Des taux de survie élevés mais peu rassurants
Le taux de survie apparent des SA reste élevé, situé entre 95 et 97 % selon les années. Cela montre que les SA sont, en moyenne, des structures stables et résistantes.
Mais ce chiffre masque une réalité plus préoccupante : le stock total d’entreprises diminue malgré cette bonne tenue, à cause d’un manque de renouvellement.

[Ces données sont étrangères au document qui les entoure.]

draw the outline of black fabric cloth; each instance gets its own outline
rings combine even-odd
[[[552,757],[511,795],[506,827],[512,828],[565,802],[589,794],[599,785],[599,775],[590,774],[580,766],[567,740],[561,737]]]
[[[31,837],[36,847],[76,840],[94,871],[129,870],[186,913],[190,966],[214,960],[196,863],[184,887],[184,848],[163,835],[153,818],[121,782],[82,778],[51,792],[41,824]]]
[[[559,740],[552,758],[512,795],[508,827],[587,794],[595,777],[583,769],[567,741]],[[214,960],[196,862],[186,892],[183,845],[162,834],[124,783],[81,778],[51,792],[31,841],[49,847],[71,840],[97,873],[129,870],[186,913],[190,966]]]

Le basculement vers les formes plus souples
La SARL-AU (Société à Responsabilité Limitée à Associé Unique) connaît une croissance remarquable entre 2017 et 2023. Sa part dans les entreprises personnes morales actives est passée de 22,1 % à 40,5 %, soit une progression de plus de 18 points en six ans. Entre 2017 et 2023, la SARL-AU (Société à Responsabilité Limitée à Associé Unique) a connu une croissance spectaculaire, passant de 58 441 entreprises en 2017 à 141 593 en 2023. Cela représente une hausse de +142 % en seulement six ans, soit un quasi-triplement du nombre d’entreprises
Longtemps dominante dans le paysage entrepreneurial marocain, la SARL (Société à Responsabilité Limitée) voit sa part relative décliner de manière continue. En 2017, elle représentait 70,2 % des entreprises personnes morales actives (EPMA), contre seulement 54,1 % en 2023, soit une baisse de 16,1 points de pourcentage. Cette érosion s’explique moins par une disparition massive des SARL que par la progression rapide d’autres formes juridiques, notamment la SARL-AU . En effet, si le nombre absolu de SARL reste relativement stable (de 185 731 à 189 315 entre 2017 et 2023), leur poids dans l’ensemble du tissu économique diminue
Vers la marginalisation de la SA ?
La Société Anonyme apparaît aujourd’hui comme un modèle de gouvernance dépassé, trop contraignant dans un environnement économique où la flexibilité juridique et la réactivité sont devenues des priorités.
- Les SA existantes perdurent, mais sont de moins en moins remplacées.
- La concentration du tissu SA autour d’entreprises anciennes accentue les risques d’un déclin structurel à long terme.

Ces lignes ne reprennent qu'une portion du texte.